Highway bookpatrol
Dans les propositions de Daniel Canty, il faut s’attendre à voir surgir la littérature ailleurs, en dehors des pages des livres, comme reposant sur des structures éditoriales poétiques en elles-mêmes. À travers ces formes multimédias et indisciplinées, chaque fois différentes, l’auteur semble prendre la littérature et la publication comme des aventures hors pistes. Ainsi, je n’ai pas hésité une seconde à accepter le pacte des États-Unis du vent, qui se présente comme un carnet de voyage poético-scientifique, les notes d’accompagnement d’un projet artistique collectif. Le livre s’avoue déjà plus petit que l’œuvre; il n’en est que l’une des portes, ouvrant sur un labyrinthe de créations. Après la migration des monarques (voir vectormonarca.com), Canty et son équipe poursuivent cette fois les vents sur les routes états-uniennes, dans un camion surnommé Blue Rider, et changeant chaque jour de direction selon le souffle qu’il fait. Canty note; les vents traversent le livre en fantômes fous. Si insaisissables qu’on en est d’abord déçue. Aussi, on peut poursuivre la lecture ici: venturyodyssey.com, pour les trouver sur des cartes, des photos, des vidéos… et dans les œuvres des autres participants au projet.

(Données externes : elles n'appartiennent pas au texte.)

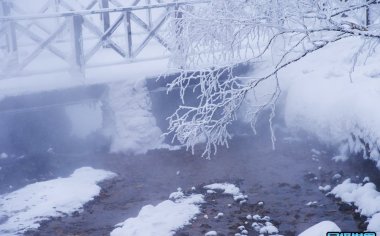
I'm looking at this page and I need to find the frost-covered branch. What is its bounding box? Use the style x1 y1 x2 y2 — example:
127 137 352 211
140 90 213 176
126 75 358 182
168 0 380 157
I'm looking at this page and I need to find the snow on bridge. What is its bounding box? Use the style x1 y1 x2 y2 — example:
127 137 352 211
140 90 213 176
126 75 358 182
0 0 205 96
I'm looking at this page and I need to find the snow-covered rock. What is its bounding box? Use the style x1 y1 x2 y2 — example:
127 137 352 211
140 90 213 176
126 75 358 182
111 194 204 236
0 167 116 236
298 221 341 236
204 183 248 203
329 179 380 217
107 82 163 153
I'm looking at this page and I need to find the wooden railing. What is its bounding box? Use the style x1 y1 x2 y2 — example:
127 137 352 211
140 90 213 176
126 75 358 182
0 0 207 78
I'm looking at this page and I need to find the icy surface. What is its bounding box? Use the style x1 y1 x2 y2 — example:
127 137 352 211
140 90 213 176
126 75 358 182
280 39 380 165
330 179 380 217
109 82 163 154
298 221 341 236
204 183 247 201
0 167 116 235
330 179 380 232
111 194 204 236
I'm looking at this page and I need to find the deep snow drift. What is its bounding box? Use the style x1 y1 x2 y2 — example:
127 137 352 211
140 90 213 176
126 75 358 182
0 167 116 236
279 38 380 167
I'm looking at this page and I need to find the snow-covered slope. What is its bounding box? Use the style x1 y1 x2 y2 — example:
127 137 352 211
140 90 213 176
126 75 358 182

La quête peut d’abord sembler futile. À l’opposé des papillons menacés, on ne voit pas trop quelle fable écologique justifie de traquer les vents puissants, qui font tourner les explorateurs en rond et qui s’obstinent à renaître, aux mêmes endroits, malgré le temps et l’action humaine. Non, cet équipage ne cherche pas les vents pour les préserver, mais peut-être plutôt comme on pellette les nuages, pour changer de repères, de route, aimer le monde selon son propre mode d’emploi.
Choisir les vents fous n’entraîne pas le rejet de la civilisation. Ici, tout est citation; le style remplace l’ardeur, même l’action. L’auteur avoue son fantasme d’une grammaire de vie, d’un manuel typographique des attitudes, et son amour des codes menace parfois son projet de dérive. Je lis ce livre comme un protocole de pensée, jolie abolition des frontières entre science et poésie. Canty ne fait pas tant une théorie du vent qu’une cartographie de réflexions sur ce que contient le vide, ce qui occupe l’espace imperceptible entre nous (ces phlogiston «et autres ectoplasmes»). Tout ce que les vents contactent devient objet d’étude: d’abord les villes, les chemins de fer, les bâtiments et autres structures qui lient physiquement les gens entre eux; puis les récits en partage, l’histoire, et tout ce qui fait une culture commune, comme le sport ou les hamburgers. Le véritable objet d’amour, ou de quête, de ce livre n’est pas un phénomène météorologique. Ce serait plutôt quelque chose comme l’âme américaine.